The power you can get from the wind depends on the sweep area exposed to the wind covered by the turbine blade (either vertical or horizontal), the densitry of the air (dependent on the altitude of the place, temperature and humidity), and the cube of the wind velocity. Velocity is the main element of wind power.
Vertical axis (savonius, darius, drum type) rotors spin slower because the blades only work half of the time (180 out of the 360 degrees) while horizontal axis rotors work all the time because they are exposed to the wind throughout their rotational axis.
For a simple twisted blade shape for horizontal axis rotors, smaller rotors will spin faster than larger rotors. This is why gear boxes are needed for large turbines to translate the sharft speed to 1800 or so to reach the dynamo RPM requirement.

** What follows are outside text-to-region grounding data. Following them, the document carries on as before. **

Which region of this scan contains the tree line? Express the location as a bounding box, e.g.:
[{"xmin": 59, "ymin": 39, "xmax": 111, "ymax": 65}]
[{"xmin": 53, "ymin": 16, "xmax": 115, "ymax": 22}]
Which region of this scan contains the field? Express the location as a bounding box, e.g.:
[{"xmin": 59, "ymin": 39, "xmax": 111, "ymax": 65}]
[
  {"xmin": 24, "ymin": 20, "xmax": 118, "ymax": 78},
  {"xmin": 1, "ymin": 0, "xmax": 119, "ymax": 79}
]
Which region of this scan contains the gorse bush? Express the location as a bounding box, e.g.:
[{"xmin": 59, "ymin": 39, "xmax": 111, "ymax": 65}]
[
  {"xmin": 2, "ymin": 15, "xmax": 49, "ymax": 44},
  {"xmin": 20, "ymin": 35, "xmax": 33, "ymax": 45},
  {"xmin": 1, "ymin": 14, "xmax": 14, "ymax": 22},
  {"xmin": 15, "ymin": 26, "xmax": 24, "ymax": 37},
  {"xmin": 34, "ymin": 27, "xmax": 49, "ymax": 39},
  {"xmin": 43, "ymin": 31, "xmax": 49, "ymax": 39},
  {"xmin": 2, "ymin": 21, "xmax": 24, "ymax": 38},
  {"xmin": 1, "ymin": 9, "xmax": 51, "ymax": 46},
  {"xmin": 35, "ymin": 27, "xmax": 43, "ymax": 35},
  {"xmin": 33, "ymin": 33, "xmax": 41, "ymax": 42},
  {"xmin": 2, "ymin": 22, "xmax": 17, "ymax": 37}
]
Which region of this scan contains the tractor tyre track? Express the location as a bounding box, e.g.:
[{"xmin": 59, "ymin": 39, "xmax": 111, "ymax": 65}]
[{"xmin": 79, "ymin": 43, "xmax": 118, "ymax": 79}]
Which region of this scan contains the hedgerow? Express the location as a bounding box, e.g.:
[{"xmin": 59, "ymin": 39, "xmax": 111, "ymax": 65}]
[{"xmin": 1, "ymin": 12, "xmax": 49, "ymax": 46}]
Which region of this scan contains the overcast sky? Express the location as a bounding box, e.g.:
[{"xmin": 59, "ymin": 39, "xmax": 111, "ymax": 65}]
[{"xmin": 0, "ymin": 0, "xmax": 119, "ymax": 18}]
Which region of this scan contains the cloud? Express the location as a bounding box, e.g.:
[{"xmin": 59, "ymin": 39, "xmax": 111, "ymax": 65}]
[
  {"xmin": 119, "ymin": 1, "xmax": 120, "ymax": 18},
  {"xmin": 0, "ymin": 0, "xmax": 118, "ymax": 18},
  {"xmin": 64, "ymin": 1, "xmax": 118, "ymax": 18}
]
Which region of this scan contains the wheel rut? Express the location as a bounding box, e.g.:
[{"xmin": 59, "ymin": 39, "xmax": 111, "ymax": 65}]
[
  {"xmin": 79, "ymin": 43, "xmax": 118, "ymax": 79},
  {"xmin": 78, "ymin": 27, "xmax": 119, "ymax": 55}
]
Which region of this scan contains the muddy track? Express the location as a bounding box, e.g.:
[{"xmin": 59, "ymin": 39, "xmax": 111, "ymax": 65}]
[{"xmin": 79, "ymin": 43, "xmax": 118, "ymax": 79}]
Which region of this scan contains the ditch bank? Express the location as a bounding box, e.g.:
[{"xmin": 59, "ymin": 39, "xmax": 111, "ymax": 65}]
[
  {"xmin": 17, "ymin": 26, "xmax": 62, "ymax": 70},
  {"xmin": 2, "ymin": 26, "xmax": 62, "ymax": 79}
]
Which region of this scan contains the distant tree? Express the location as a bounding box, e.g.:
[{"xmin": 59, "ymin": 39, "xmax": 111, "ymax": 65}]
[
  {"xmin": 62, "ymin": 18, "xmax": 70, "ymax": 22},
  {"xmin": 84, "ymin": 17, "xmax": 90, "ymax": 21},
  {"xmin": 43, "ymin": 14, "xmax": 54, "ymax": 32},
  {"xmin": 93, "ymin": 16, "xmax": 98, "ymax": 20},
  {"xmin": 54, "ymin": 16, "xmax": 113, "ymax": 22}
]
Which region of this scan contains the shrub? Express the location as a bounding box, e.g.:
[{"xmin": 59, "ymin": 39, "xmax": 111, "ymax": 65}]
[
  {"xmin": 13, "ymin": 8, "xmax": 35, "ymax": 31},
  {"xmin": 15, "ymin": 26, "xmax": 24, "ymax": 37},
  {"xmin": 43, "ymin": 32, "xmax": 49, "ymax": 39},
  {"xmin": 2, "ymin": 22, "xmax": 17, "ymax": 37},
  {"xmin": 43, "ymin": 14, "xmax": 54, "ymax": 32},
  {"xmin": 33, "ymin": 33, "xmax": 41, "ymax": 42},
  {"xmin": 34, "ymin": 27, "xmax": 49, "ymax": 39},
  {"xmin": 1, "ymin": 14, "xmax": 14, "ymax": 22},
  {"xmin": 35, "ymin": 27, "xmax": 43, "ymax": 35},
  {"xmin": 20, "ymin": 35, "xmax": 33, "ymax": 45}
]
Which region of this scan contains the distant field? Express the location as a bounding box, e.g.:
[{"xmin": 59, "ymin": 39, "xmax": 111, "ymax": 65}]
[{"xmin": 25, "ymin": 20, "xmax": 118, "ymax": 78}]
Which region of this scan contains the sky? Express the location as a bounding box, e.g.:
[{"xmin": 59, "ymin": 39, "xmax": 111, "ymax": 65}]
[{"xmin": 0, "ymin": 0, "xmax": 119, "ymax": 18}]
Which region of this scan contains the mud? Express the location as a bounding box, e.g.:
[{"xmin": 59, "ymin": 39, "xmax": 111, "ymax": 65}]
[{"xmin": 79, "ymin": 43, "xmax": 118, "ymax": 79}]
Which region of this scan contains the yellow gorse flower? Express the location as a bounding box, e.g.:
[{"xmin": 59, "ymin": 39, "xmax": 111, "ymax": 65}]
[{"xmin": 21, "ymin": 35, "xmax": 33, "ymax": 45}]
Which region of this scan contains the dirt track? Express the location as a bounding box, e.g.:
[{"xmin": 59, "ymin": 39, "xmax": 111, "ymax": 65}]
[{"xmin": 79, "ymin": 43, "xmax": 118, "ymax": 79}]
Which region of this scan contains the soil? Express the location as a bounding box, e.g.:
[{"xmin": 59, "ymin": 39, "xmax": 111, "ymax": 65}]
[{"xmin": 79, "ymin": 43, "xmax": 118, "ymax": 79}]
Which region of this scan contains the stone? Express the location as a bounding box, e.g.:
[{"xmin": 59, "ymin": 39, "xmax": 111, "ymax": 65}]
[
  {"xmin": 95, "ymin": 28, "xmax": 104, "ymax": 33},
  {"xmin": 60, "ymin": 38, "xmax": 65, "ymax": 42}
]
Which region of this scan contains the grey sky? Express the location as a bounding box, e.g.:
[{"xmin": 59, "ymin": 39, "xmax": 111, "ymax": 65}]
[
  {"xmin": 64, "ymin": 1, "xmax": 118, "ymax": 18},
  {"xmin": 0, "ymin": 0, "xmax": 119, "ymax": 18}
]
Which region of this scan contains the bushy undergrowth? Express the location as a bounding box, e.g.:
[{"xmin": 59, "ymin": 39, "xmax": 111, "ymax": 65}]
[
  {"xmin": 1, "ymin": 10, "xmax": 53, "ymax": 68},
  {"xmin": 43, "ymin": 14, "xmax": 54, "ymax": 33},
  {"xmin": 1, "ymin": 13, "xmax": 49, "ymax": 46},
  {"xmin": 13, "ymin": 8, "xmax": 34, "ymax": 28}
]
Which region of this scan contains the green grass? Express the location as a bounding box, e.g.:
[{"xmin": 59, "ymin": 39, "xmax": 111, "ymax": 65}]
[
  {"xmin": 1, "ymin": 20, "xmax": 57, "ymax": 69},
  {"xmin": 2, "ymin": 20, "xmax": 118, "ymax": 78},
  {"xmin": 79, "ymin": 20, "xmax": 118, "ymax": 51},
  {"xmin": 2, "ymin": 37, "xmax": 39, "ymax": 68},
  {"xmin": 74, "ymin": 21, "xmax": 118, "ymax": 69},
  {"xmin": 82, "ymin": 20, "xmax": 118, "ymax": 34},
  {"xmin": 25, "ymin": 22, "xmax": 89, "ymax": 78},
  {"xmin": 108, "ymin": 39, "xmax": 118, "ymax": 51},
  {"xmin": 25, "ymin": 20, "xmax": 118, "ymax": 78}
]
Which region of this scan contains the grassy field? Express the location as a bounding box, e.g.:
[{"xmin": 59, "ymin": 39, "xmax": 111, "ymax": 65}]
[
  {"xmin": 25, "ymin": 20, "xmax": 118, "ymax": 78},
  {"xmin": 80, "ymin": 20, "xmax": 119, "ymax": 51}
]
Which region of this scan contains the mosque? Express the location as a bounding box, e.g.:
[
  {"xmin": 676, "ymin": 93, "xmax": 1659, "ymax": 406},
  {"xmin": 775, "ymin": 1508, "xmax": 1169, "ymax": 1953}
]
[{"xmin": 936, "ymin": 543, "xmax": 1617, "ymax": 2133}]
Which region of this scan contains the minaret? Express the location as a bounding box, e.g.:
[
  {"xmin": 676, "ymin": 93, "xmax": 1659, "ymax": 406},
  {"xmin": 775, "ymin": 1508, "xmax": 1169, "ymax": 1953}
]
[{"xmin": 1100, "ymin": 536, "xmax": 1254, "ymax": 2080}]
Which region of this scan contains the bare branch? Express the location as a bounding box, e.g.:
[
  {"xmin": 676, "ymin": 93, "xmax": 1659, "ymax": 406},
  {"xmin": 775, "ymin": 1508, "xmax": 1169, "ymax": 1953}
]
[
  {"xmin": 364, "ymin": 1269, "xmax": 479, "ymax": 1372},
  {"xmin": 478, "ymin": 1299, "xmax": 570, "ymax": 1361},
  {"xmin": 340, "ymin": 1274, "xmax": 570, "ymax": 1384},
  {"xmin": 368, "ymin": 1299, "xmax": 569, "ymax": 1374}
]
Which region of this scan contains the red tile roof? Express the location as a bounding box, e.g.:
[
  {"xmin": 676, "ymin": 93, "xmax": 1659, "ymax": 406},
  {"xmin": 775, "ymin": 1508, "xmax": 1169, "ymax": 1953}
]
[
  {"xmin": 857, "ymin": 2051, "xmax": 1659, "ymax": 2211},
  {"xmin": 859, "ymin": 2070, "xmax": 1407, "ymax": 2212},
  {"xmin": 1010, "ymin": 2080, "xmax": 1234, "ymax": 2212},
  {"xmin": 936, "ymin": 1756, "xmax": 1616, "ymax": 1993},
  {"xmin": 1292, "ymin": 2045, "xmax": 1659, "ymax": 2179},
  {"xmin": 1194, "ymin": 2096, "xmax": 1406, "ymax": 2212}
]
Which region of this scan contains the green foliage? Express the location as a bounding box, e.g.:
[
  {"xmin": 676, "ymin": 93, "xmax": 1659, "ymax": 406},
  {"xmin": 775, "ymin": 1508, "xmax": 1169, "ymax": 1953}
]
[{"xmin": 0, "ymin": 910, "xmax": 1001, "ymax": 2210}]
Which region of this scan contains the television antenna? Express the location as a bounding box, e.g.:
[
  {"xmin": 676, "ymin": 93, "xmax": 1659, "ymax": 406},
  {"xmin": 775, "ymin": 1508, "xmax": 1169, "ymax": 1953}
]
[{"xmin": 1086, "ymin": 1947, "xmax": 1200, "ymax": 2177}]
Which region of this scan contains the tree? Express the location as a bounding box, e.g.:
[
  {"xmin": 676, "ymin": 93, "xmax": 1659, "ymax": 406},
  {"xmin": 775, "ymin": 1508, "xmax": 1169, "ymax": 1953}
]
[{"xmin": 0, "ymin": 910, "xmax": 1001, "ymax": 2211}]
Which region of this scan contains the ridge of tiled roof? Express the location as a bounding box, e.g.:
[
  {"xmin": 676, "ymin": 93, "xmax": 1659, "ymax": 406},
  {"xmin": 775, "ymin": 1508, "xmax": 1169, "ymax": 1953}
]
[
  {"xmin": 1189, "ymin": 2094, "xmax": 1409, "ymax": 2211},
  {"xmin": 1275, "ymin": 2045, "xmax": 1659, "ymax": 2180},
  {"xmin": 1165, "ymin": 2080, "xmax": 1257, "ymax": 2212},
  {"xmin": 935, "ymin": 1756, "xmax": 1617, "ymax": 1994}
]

Multibladed turbines (farm wind pumps) will start spinning at low wind speeds because of its high solidity compared to two to three bladed turbines for electricity generation. However, multibladed rotors will only reach a certain RPM and not spin faster because the blades will be "shadowing" each other at this speed, but with high torque. Few-bladed rotors will require a higher starting wind speed but will spin faster than the multi bladed rotor at hight wind speeds. This is ideal for direct-drive wind electric generators with low torque requirements.
Wind in urban areas are turbulent (constantly changing direction and velocity) and vertical axis turbine seems to have higher tolerance than horizontal turbines. Ideally, turbulent places are not good for wind turbines because they produce a lot of mechanical stresses to the wind turbine. Minimun turbineshaft-blade Diameter ratio is 1/10, but safer for 1/8.
Making small wind turbines in a DIY way is like kite flying. You do it because you like doing it, but you don't do it all the time. So, enjoy kite flying ... or making small turbines.